Modifica del Fiscal Compact, revisione dei trattati e una politica sull’immigrazione di respiro europeo. Sono i punti più salienti del programma di Matteo Renzi per il semestre italiano di presidenza Ue anticipati ieri dal quotidiano Repubblica. Al testo ha lavorato Sandro Gozi, sottosegretario e coordinatore del semestre italiano. L’obiettivo del documento è ammorbidire le regole sul tetto del 3% nel rapporto deficit/Pil, ottenere più tempo per quanto riguarda la riduzione del debito prevista dal Fiscal compact e scomputare dal deficit gli investimenti per la crescita. Abbiamo chiesto che cosa ne pensa a Francesco Forte, professore di Economia ed ex ministro delle Finanze.



Che cosa ne pensa del programma di Renzi per il semestre Ue?

Renzi non fa altro che insistere sul discorso su deficit e debito, continuando a cucinare questa frittata keynesiana che ormai è scotta. Non ha alcun senso pensare che la crescita si faccia modificando il deficit. Al contrario può essere attuata con un intervento dell’operatore pubblico teso a favorire la quota degli investimenti. Ciò può essere realizzato in due modi: aumentando la quota degli investimenti pubblici a parità di spesa; evitando di tassare i risparmi e gli investimenti privati.



Il programma del nostro governo va in questa direzione?

Nel programma economico di Renzi ciò non è chiaro, in quanto il premier privilegia la redistribuzione fiscale rispetto allo sviluppo. In questo senso il quadro macroeconomico di Renzi è del tutto puerile, perché presuppone che un maggiore spazio per fare deficit implichi una maggiore crescita. Questa è una proposizione priva di senso, non in quanto è sbagliata, ma in quanto è imprecisa. Non si definisce infatti a quale scopo siano usati questi soldi.

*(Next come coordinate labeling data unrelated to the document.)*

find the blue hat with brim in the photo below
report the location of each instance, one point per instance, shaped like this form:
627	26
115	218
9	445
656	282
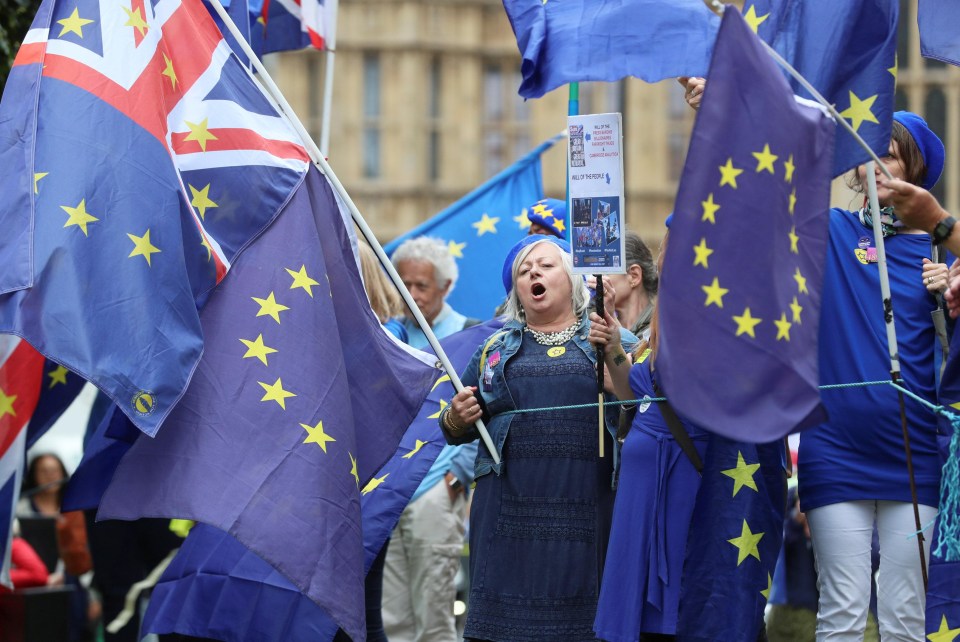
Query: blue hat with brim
930	145
551	214
507	273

Condivide quantomeno che il Fiscal compact vada modificato?

Sì, in quanto il Fiscal compact ha due difetti. In primo luogo l’idea di ridurre il debito con il surplus di bilancio è malsana. La riduzione del rapporto debito/Pil si ottiene automaticamente quando si verifica una crescita del Pil e il bilancio è in tendenziale pareggio. Il problema è che il Fiscal compact è costruito da giuristi a tavolino, e stabilisce la percentuale annua di riduzione del debito, senza però tenere conto dell’andamento del Pil. Avere una percentuale fissa indipendentemente dal comportamento delle due variabili non ha senso.



E il secondo difetto?

Il secondo difetto del Fiscal compact riguarda la politica monetaria. La Commissione Ue e alcuni stati membri finora hanno remato contro la Bce. Il fatto che la politica monetaria sia decisa dalla banca centrale dovrebbe essere un must. La Bce faccia quindi la politica monetaria e i governi smettano di interferire. Non è possibile che la Germania, attraverso il governo o la Corte costituzionale, attui degli interventi per ostacolare la politica monetaria della Bce. È un fatto indegno di qualsiasi Stato democratico, solo Hitler e Mussolini potevano pensare di entrare nel merito delle decisioni monetarie.

 

Secondo lei, quale dovrebbe essere il programma di Renzi per il semestre Ue?

Renzi dovrebbe presentare un programma basato su tre punti. In primo luogo dovrebbe prevedere che la banca centrale sia autonoma. Secondo, dovrebbe modificare il Fiscal compact togliendo la regola della riduzione del debito pubblico mediante il surplus di bilancio. E infine deve stabilire che si usino dei fondi Ue per una politica di crescita mediante le banche europee. Va modificato il macchinoso sistema di finanziamento, anche regionale, utilizzato dall’Ue che in pratica finisce per essere di natura clientelare e burocratica. Occorrono delle politiche immaginifiche che attuino degli investimenti europei che abbiano un senso dal punto di vista comunitario, stimolando quindi ripercussioni positive a livello nazionale.